The driver of an 18-wheel truck was killed in Temple, an hour south of Fort Worth, as he tried to cross a set of railroad tracks around 11 a.m. Officials say the driver, Randall Collier, 58, of Rogers, was struck by a northbound Amtrack train at a crossing marked with a stop sign, but no warning signal.
Authorities are still investigating, according to KWTX.com. There were 170 passengers on the Amtrack, though no one aboard was reported injured.
Fort Worth truck accident lawyer Coby L. Wooten has experience handling these types of accidents. In serious accidents, an early and thorough investigation is critical. It's important for victims to have their own attorney and accident investigators and reconstructionists at the site as soon as possible. An accident attorney can make sure evidence doesn't change or disappear.
If you are injured or lose a loved one in a commercial vehicle or train accident, you will want an accurate account of what happened and an experience attorney to hold the responsible party accountable.
In the Temple accident, there are two important safety messages here: The importance of truck drivers to remain alert and obey all rules of the road, and the importance of railroad-crossing safety.
The former became an issue in headline news, as comedian Tracy Morgan was critically injured and one of his colleagues killed in a New Jersey crash with a big rig trucker who allegedly hadn't slept in the 24 hours preceding the wreck.
Last year, federal rules slashed the workweek maximum for truckers from 82 hours to 70 hours. Drivers who reach that limit can restart their workweek, but only after a required 34-hour break period, which has to include at least two periods that stretch from 1 a.m. to 5 a.m. They also can't drive for more than 11 hours daily, and they need to have a half-hour break in their schedule.
The rules were enacted in response to the fact that about one in seven of the 30,000 people who die on U.S. highways annually are killed in crashes involving big trucks.
Yet a week prior to the Morgan crash, legislators were working to get those nighttime-break regulations off the books, in response to heavy opposition from the trucking industry.
It's not yet clear whether trucker fatigue or distraction played a role in the Temple crash, as authorities continue to piece together what happened.
But that brings us to the second major safety issue highlighted by this crash, which is that of dangerous railroad crossing.
The Federal Railroad Administration reported that between September 2012 and August 2013, there were approximately 7,700 citations issued for railroad safety violations.

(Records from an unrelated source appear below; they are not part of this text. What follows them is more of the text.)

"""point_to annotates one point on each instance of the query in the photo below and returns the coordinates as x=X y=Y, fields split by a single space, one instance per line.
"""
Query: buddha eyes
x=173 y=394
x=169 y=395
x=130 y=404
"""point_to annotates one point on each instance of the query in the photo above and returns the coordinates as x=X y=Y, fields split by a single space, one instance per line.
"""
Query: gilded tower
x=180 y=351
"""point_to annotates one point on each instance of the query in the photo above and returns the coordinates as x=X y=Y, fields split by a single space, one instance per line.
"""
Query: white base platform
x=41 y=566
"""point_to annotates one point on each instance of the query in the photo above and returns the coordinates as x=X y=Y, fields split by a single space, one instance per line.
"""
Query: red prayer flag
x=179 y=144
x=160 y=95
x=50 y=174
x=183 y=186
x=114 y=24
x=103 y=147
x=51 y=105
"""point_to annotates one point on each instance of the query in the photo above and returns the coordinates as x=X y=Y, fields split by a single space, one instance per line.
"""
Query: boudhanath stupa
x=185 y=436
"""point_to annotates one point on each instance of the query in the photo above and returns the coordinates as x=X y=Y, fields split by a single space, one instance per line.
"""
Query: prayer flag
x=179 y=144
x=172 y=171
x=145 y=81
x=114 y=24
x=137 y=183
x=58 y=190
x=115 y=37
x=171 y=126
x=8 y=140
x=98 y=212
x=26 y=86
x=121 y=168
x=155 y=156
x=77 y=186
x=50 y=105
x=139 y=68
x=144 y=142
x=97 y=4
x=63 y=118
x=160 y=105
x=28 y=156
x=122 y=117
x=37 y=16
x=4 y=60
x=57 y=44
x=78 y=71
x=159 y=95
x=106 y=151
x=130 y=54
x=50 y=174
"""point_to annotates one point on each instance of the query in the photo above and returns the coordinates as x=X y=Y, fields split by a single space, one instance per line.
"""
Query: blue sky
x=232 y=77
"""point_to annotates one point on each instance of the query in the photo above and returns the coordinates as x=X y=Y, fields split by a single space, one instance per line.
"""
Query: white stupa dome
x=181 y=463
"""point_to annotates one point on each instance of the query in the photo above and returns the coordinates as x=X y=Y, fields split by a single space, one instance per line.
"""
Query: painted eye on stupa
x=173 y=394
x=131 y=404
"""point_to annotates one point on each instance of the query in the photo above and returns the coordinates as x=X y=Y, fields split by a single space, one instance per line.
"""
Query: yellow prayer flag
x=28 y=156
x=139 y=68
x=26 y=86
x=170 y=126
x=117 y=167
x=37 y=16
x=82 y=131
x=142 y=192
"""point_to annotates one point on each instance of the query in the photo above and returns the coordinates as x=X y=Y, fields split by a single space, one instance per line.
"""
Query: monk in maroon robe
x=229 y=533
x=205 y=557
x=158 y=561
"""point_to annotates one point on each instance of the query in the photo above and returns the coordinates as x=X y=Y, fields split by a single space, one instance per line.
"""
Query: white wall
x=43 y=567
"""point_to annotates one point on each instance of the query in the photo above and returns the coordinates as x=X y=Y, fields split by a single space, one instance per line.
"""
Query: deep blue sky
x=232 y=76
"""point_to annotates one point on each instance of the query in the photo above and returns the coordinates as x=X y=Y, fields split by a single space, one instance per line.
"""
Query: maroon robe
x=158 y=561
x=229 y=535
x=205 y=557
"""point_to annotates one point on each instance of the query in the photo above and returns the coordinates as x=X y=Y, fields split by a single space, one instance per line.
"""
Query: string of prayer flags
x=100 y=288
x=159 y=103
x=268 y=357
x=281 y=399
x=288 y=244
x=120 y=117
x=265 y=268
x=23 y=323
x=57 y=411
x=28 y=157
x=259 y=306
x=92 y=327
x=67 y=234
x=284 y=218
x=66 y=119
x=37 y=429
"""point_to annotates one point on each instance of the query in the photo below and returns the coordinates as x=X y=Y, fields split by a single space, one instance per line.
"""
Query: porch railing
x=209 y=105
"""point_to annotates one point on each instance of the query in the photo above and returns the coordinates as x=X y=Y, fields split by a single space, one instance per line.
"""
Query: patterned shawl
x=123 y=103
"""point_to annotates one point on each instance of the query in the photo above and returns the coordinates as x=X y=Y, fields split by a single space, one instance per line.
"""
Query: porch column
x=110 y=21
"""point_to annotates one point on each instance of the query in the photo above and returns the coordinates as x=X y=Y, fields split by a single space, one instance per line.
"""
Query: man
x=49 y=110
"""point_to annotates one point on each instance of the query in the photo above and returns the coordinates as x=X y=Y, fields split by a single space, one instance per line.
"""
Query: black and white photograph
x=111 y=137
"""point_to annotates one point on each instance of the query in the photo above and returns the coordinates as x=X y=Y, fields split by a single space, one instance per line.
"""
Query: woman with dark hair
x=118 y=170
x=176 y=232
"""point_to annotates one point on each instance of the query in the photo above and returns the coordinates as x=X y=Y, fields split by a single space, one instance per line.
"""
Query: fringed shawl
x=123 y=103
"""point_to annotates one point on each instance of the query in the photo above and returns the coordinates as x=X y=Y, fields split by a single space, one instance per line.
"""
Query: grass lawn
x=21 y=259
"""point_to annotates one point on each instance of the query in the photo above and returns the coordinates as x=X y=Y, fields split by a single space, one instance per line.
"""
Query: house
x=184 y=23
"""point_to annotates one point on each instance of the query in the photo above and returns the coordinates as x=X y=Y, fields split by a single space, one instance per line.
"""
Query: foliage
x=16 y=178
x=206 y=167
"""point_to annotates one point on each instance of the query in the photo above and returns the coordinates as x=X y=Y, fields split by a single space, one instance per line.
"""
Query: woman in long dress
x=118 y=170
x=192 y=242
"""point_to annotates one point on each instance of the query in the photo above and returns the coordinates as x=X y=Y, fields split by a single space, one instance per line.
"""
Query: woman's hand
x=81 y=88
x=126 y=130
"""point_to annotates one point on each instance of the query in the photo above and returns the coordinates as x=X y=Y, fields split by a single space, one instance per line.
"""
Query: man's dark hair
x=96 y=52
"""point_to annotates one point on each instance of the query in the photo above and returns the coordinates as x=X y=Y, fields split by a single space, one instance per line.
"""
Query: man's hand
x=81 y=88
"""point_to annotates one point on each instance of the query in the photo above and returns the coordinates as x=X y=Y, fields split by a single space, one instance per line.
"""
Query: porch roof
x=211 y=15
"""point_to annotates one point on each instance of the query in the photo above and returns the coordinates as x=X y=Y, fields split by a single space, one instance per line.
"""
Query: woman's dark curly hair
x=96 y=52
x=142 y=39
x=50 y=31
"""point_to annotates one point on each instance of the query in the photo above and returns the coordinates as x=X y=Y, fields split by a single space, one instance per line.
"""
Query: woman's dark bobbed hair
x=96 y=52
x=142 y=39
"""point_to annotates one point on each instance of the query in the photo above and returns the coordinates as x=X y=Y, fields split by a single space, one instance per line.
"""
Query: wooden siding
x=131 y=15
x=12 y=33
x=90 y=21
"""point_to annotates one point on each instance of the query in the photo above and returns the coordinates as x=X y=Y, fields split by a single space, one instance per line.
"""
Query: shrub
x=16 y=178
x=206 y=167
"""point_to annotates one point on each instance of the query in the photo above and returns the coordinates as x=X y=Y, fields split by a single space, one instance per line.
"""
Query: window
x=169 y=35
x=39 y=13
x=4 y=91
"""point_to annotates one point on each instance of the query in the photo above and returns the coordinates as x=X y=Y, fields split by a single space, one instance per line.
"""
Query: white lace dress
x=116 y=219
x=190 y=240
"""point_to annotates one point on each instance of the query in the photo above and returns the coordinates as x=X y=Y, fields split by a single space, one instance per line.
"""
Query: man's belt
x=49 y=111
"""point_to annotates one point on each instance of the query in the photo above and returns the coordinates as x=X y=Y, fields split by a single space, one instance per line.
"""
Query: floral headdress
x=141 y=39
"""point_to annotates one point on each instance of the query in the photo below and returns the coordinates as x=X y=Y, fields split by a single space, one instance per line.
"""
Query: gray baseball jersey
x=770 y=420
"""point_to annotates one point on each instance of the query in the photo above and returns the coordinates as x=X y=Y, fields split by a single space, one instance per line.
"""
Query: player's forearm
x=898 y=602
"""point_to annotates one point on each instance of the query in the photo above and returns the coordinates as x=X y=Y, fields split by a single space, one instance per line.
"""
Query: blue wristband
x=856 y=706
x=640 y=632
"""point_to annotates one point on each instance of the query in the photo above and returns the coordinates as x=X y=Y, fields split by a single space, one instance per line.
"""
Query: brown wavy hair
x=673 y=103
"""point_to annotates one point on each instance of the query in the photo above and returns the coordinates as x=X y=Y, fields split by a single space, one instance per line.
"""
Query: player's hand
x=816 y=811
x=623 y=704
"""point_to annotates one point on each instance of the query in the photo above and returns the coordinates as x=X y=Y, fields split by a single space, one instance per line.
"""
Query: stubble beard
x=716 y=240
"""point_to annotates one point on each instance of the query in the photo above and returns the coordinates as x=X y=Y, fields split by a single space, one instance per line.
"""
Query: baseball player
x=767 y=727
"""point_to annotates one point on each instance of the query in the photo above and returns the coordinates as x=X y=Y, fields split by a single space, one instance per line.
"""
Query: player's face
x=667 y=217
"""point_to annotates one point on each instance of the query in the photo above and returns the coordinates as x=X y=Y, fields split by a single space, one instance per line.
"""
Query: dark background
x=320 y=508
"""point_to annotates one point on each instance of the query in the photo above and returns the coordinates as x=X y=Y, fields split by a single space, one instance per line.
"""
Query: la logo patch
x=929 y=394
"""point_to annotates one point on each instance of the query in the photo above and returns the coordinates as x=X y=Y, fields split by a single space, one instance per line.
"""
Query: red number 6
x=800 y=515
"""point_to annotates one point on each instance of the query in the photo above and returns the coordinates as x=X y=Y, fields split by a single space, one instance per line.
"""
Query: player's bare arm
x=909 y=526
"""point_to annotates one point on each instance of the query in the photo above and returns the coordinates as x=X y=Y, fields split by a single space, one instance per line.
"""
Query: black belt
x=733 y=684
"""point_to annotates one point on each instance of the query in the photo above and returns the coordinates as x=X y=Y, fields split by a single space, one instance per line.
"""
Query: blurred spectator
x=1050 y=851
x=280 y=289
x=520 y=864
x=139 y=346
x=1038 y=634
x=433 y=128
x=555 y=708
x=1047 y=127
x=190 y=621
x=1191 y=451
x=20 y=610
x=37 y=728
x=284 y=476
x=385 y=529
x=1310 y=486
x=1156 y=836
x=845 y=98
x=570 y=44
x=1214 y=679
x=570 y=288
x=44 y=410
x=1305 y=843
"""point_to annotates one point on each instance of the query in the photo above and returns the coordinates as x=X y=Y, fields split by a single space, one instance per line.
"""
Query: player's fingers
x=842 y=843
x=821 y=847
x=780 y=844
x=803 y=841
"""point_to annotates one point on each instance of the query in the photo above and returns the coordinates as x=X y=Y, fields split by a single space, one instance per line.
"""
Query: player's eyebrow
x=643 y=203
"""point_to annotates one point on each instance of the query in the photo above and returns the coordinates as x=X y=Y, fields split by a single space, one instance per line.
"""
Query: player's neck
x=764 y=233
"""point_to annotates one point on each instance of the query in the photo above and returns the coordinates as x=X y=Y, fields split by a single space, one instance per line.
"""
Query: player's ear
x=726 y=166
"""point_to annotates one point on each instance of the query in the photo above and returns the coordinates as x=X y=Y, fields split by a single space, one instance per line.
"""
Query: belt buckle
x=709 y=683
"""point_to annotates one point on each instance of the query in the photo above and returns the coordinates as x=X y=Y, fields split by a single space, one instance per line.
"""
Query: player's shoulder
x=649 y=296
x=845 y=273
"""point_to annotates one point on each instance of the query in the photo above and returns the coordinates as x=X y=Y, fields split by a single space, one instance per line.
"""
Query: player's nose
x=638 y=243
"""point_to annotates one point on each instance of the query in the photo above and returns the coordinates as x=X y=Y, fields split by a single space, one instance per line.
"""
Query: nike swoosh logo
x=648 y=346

When fatal accidents occurred, human error was cited 39 percent of the time, while track defects were an issue 31 percent of the time. Equipment failure was an issue in 15 percent of cases and signal problems were cited in 3 percent of crashes.
Operation Lifesaver, a train safety advocacy group, reports someone in the U.S. is struck by a train every 115 minutes, often with deadly results. Some 2,000 people are killed and injured annually at rail grade crossings.
In 2003, there were almost 3,000 crashes reported, resulting in 325 deaths.
The Temple crash is representative of the fact that 25 percent of train/motor vehicle collisions involve commercially-licensed truck and semi-trailer drivers. The Texas Department of Insurance reports that after a large rig stops at a railroad crossing, it takes nearly 30 seconds to cross the tracks going 2 mph. Meanwhile, a train traveling 41 mph (the average) travels 660 feet in 11 seconds. This is about as far up the tracks as the trucker can see, which makes it especially important for truckers to practice safe crossing.
Still, the majority of these wrecks are between trains and smaller motor vehicles. Approximately two-thirds occur during daylight hours. When you consider what a train can do to an 18-wheeler, it should come as no surprise that your 4,000-pound vehicle doesn't stand a chance against a 12-million pound locomotive.
Railroad safety advocates recommend the following action when approaching a railway crossing:
- Never pass another car within 100 feet of a railroad crossing.
- Keep an eye out for vehicles that by law must stop at railroad crossings. These would include school buses or trucks carrying dangerous materials.
- Roll windows down when approaching a crossing and listen for bells or whistles.
- Always yield to whistles, flashing lights, closing gates, stop signs or crossbucks.